Design and construction
- Awards: Top 5 Student Unions in the Nation (1985)

Renovating team
- Renovating firm: Green Construction Company of Manhattan McPherson Construction Co. of Topeka

Other information
- Parking: Parking Garages

Website
- www.union.k-state.edu

= K-State Student Union =

The K-State Student Union is the student activity center at Kansas State University. Built in 1956, the building offers various amenities to K-State students.

==History==
In 1956, the K-State Student Union was built for the students of Kansas State University. After several decades of students voting in favor of student fees to build such a structure the administration felt obligated to construct a “campus living room” for the students of K-State.

Although the K-State Student Union was opened in 1956, much deliberation had taken place prior. The first consideration to build a student union at K-State began in 1933. At that time Memorial Stadium had started construction and there was discussion to build a student union concurrently, but due to lack of funding, the Union construction plan was cut. In 1935, K-State President Farell appointed a student and faculty committee to research means of building and funding a student union.

On March 11, 1938, the students of the Kansas State Agricultural College (later known as K-State) supported funding of a Union by student fees by 76 percent. The approved fee was $5 per semester and $2.50 for summer session and began charging students in 1941.

Several major events delayed the construction and planning of the Union; World War II, the Korean War and the Flood of 1951. During the flood, Thompson Hall was used as a temporary Union and served as a place of refuge and served meals to those forced out of their homes.

In 1951, President James McCain set the Union as the top priority in new building constructions. A committee of five students and five faculty was appointed to begin the planning process. Two years later the Council for Student Affairs established the Union Governing Board. 1953 also marked the ground breaking for Union construction.

In 1954, student fees were increased to$12.50 per semester. Of the fee, $7.50 went towards bond retirement and $5 was allocated for operations.

Union Governing Board (UGB) held their first meeting on March 15, 1955, one year prior to the opening of the Union.

In December 1955, Union Program Council (UPC) was created and was composed of 114 students.

On March 8, 1956, after many years of hard work and deliberation, the K-State Student Union finally opened. The original building consisted of 110000 sqft. and cost $1.65 million. The Grand Opening theme was “Night at the Circus.”
As part of the grand opening banquet, there was a student variety show emceed by K-State student, Gordon Jump (The Maytag Repairman and WKRP).

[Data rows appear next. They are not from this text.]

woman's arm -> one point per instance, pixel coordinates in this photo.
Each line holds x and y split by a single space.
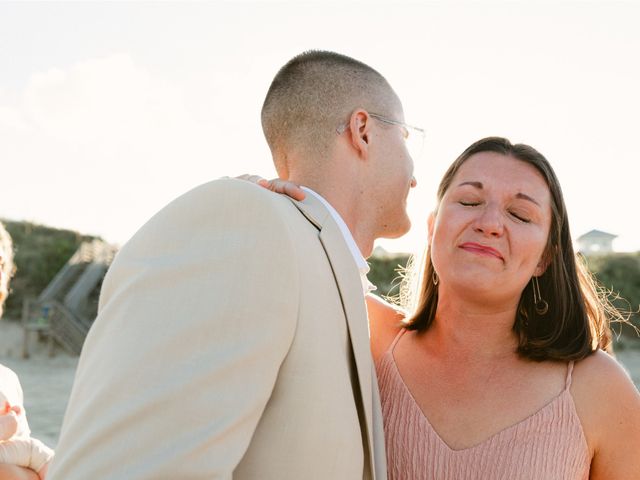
608 405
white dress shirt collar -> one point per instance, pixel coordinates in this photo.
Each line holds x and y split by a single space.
361 263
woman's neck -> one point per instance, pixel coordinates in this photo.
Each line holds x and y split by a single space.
465 329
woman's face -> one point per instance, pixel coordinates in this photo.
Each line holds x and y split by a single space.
490 232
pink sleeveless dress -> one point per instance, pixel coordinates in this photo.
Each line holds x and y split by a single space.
548 445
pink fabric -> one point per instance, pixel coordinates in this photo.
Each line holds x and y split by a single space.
548 445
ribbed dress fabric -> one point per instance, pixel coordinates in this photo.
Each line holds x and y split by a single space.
548 445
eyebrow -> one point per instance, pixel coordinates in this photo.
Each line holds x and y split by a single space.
520 195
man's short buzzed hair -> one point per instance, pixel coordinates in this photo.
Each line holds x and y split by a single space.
312 95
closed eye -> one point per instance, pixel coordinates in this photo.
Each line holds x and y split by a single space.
520 217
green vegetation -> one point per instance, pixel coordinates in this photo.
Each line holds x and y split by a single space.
40 252
386 272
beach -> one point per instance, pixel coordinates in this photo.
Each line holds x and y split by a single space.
47 382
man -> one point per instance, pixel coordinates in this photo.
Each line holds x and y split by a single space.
231 340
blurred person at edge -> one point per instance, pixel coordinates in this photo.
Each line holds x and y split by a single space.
21 457
500 370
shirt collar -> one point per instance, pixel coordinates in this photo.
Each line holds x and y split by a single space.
361 263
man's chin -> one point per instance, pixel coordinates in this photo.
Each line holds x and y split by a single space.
397 231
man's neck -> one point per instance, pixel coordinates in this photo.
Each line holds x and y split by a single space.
350 205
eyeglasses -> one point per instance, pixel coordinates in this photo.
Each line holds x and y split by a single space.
413 136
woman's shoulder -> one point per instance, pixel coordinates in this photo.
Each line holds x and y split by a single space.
606 401
385 321
601 375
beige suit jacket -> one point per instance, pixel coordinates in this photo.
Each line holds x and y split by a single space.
231 342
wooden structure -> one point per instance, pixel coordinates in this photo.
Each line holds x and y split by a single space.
66 309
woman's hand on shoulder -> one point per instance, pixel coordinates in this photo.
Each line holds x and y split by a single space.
276 185
384 324
608 405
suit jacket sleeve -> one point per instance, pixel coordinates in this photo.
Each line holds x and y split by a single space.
197 314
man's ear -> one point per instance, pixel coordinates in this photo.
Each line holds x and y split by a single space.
359 128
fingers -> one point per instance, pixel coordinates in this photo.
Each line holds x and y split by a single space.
276 185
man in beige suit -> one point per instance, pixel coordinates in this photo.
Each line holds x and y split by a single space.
231 340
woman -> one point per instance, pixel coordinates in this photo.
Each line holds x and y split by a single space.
500 372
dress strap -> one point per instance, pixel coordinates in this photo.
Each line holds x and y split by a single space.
569 372
395 340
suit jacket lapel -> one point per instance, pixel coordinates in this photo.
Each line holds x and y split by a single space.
350 287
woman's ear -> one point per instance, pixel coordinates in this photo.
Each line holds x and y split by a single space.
431 224
545 261
359 127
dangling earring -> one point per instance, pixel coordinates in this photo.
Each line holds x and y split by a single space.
541 305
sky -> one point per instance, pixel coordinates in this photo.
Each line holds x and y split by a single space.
109 110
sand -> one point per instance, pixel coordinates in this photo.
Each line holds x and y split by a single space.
47 382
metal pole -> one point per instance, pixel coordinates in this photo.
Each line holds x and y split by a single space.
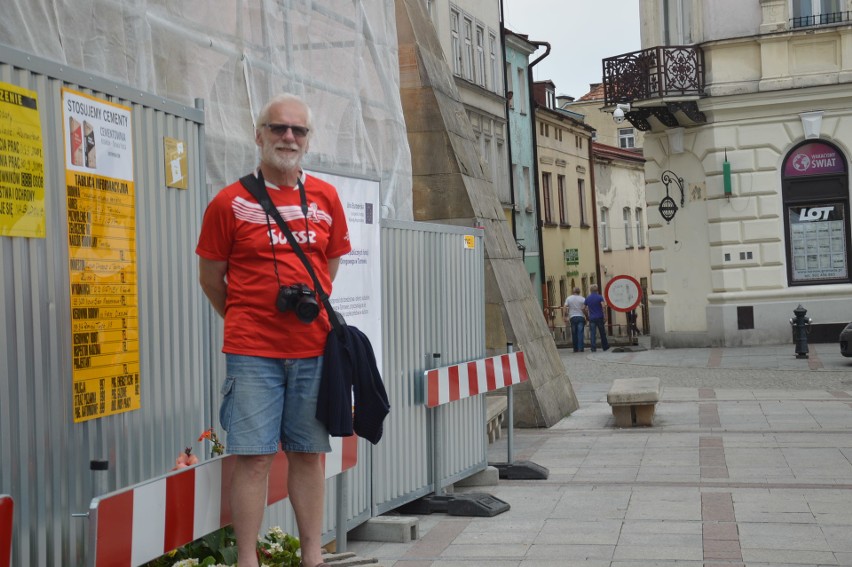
432 363
340 511
510 410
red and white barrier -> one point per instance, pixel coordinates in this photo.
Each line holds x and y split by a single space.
7 513
145 521
451 383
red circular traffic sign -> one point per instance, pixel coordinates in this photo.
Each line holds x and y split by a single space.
623 293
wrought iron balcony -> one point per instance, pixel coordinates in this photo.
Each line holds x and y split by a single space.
669 78
821 19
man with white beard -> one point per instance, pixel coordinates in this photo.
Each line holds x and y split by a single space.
255 281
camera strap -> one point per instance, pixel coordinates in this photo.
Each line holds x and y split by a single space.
257 187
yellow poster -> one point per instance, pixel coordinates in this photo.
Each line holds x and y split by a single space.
21 164
102 255
174 152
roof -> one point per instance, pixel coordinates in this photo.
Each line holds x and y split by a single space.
595 93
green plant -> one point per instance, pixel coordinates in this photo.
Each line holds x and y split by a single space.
278 549
219 549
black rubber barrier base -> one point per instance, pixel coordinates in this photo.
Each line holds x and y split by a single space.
470 504
521 470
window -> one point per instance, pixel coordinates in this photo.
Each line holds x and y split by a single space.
815 12
467 28
509 87
454 38
604 227
481 69
677 22
581 192
430 9
545 189
551 98
628 233
495 67
626 138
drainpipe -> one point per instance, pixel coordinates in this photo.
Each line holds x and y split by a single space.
594 201
535 167
508 127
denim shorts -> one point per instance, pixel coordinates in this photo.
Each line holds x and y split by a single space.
267 400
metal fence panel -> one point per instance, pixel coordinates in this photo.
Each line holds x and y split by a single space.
433 288
44 456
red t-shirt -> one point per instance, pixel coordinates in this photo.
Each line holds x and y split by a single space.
235 230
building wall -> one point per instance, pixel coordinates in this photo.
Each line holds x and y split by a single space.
606 130
518 52
478 71
563 152
620 184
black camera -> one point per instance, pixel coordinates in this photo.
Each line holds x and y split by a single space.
298 298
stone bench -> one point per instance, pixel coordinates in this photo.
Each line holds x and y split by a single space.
633 400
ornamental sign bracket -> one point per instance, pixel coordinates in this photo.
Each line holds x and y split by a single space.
668 208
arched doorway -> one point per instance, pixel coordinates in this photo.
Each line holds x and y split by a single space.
815 189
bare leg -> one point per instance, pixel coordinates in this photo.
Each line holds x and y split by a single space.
248 499
306 487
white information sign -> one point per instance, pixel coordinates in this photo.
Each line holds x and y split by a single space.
358 286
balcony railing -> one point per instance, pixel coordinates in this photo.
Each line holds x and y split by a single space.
654 73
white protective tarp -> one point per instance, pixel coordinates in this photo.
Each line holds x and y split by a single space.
341 55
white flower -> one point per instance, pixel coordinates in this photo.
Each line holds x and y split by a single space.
275 532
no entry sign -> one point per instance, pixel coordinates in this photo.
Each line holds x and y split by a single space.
623 293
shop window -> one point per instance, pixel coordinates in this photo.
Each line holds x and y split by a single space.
815 190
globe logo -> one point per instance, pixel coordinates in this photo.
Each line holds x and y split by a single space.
801 162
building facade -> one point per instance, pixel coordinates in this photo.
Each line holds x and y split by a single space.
591 105
748 132
566 202
469 32
521 149
622 226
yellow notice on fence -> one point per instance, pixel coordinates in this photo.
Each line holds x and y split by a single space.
21 164
102 255
174 152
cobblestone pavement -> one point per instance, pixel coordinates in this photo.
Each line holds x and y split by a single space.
749 463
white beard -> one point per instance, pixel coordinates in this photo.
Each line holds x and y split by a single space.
286 162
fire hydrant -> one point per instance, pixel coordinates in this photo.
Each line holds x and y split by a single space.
801 327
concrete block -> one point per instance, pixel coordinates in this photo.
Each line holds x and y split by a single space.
634 391
633 401
488 477
391 529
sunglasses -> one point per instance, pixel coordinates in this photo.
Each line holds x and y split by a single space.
281 129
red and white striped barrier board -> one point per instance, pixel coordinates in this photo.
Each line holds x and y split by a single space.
451 383
7 513
145 521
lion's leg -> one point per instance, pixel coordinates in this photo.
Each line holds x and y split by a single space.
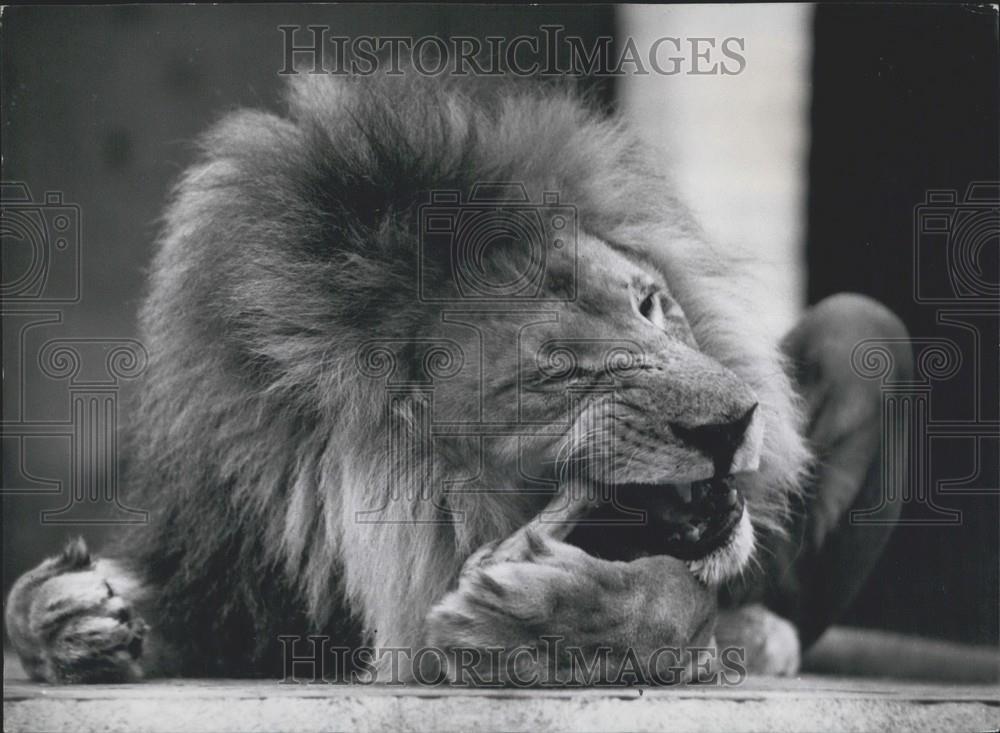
812 575
76 618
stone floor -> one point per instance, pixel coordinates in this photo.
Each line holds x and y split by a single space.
762 704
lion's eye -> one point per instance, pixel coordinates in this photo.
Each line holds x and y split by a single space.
651 308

The K-State Student Union assumes the responsibility for the campus's vending program in October 1960. In 1963 the first addition to the Union is completed adding 40000 sqft. to the building at a cost of $900,000 with no additional student fees. The addition was necessary due to the significant increase in enrollment at K-State. 1970 saw the second addition, adding 100000 sqft., part of which was a Union Bookstore and expansion of the Recreation Center, bring total square footage to 240000 sqft. Total cost of the building cost was $5.4 million (to build a Union this size now, it is estimated that cost would exceed $42 million).

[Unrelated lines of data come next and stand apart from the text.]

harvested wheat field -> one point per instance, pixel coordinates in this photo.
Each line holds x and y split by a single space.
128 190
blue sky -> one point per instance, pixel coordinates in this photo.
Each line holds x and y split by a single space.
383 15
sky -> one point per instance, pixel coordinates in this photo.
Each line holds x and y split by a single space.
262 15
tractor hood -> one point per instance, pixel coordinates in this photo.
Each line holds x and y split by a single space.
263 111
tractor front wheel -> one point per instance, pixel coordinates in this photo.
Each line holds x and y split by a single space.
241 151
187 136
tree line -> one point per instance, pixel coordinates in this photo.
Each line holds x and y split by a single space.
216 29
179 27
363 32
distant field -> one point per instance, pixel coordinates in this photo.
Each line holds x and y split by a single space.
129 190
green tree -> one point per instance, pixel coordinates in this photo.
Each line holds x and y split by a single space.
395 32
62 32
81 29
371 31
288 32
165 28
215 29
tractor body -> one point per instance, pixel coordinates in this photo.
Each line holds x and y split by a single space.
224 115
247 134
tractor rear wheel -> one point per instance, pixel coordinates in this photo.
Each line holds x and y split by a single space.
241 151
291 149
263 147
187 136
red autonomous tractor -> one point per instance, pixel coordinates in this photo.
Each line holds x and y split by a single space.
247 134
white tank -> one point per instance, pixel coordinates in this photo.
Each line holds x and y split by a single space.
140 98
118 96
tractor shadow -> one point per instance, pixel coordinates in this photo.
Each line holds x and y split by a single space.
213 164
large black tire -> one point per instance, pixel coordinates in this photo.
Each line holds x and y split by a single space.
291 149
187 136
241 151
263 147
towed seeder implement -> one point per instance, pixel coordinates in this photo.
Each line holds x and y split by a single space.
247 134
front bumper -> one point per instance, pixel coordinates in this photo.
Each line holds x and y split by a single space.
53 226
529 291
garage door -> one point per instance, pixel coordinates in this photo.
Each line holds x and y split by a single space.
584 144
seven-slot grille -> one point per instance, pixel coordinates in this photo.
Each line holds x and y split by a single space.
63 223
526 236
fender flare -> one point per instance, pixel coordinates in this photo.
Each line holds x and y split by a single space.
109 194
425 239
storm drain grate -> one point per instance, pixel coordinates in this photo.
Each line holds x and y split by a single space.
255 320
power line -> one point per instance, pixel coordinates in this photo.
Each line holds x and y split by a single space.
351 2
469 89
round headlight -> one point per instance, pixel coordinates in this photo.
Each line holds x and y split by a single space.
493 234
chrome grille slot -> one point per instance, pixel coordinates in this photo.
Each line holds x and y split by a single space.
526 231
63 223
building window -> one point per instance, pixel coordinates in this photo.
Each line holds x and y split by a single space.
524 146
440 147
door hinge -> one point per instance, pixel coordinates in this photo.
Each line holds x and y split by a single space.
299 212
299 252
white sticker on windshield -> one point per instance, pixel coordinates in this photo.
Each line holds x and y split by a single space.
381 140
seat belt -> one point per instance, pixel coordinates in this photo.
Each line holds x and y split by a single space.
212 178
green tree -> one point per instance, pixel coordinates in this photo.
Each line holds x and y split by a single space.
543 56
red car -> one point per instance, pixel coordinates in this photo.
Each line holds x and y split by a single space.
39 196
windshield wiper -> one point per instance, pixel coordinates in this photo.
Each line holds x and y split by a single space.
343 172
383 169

The New York Times recognized the K-State Student Union as one of the top five student Unions in America in April 1986.

In 1991, the Union becomes a tobacco free building and opens Union Station, a non-alcoholic entertainment and food facility. Throughout the rest of the 90s, the Union served as a Red Cross refuge for victims of the Flood of 93, Subway opens in the Recreation area, beer sales begin in the Recreation area, Commerce Bank opens, Union renovation begins, and our name officially changed to K-State Student Union.

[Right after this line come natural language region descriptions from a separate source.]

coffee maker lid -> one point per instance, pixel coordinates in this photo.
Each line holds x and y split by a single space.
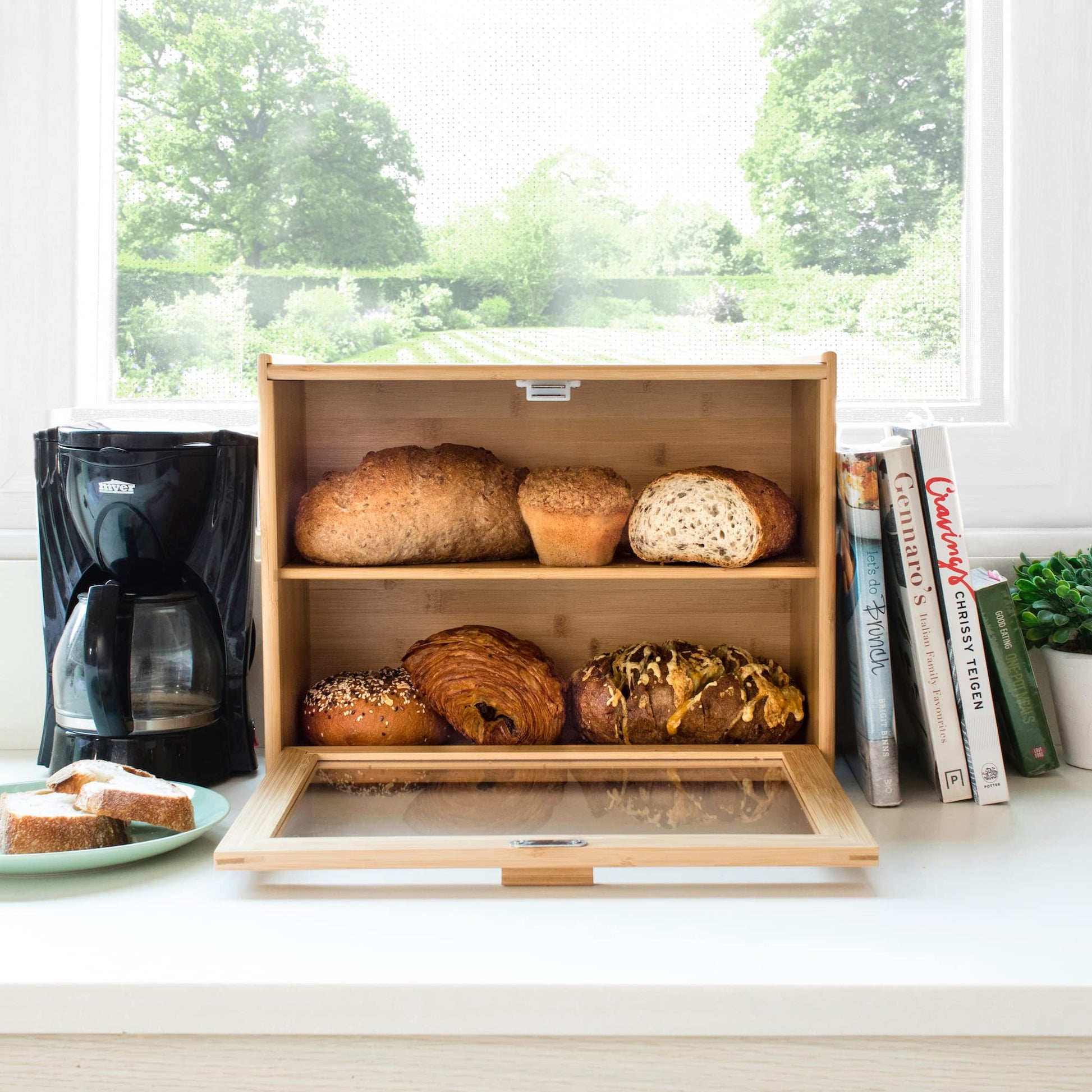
146 435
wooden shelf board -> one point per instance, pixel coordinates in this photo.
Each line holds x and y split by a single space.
782 568
809 368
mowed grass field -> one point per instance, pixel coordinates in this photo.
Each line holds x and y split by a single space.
579 345
866 370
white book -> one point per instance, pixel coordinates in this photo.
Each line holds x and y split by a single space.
925 697
967 650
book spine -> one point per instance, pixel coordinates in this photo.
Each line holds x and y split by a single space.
966 649
875 755
1017 700
928 697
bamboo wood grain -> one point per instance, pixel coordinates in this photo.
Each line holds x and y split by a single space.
823 799
268 810
362 626
652 851
571 756
282 479
815 368
643 421
840 839
547 877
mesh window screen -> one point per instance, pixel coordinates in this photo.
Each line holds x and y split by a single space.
401 181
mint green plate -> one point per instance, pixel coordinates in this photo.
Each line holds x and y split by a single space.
209 809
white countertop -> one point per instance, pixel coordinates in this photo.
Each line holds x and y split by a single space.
978 922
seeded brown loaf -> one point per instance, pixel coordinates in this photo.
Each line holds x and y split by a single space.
576 515
682 692
712 515
368 709
492 687
415 505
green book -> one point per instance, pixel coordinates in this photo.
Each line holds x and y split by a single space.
1025 732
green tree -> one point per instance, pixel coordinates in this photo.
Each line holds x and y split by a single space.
232 122
676 238
861 130
564 223
917 310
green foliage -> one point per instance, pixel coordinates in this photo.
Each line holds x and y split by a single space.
494 311
563 223
430 307
325 323
199 345
805 301
680 240
862 127
721 305
234 125
614 314
1054 601
919 308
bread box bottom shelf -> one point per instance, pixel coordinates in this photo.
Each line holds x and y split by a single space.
547 815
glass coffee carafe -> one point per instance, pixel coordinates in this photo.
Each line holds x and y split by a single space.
130 663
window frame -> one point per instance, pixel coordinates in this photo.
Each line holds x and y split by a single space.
1020 461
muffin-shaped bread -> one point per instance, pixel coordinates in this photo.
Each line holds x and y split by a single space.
492 687
681 692
576 515
369 709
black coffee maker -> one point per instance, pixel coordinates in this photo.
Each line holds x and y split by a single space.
146 540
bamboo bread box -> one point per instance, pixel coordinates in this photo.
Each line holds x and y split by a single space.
662 805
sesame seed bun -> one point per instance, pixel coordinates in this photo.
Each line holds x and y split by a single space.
370 709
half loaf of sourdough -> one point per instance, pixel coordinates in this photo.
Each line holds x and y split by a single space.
406 505
711 515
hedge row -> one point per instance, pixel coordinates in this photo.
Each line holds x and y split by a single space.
268 290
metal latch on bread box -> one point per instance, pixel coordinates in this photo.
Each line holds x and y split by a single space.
547 390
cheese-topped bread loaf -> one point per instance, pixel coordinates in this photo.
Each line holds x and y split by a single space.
44 822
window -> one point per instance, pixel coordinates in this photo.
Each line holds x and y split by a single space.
403 181
1022 441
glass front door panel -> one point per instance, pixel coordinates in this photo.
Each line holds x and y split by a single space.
553 804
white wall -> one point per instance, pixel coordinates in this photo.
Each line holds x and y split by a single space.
22 655
38 235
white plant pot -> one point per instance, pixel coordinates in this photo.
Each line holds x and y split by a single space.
1071 685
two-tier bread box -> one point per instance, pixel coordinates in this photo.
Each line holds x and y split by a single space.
548 815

In 2000, Friends of the Union was established as the Union Fundraising program, and the first contribution was made by Alpha Delta Pi. Pepsi-Cola was awarded exclusive pouring rights to K-State University and all its entities including the Union. 2000 also welcomed several new openings including, Cats’ Den convenience store, the union Computer Store and Union Hair care (later named Crimpers Too).

==Services==
Today, the K-State Student Union houses two theater venues, a food court and Subway, a computer store, a bookstore that includes K-State apparel and merchandise, Caribou Coffee, a Recreation Center that includes bowling, billiards and a golf simulator, a full service Commerce bank and also outside bank ATMs, and a convenience store. The K-State Student Union serves as a home to the Union Governing Board and Union Program Council and also serves as a place to host meetings for Greek chapters and outside entities. The Union employs more than 500 people, including students, and provides accommodations for countless programs featuring cultural, social, and recreational entertainment.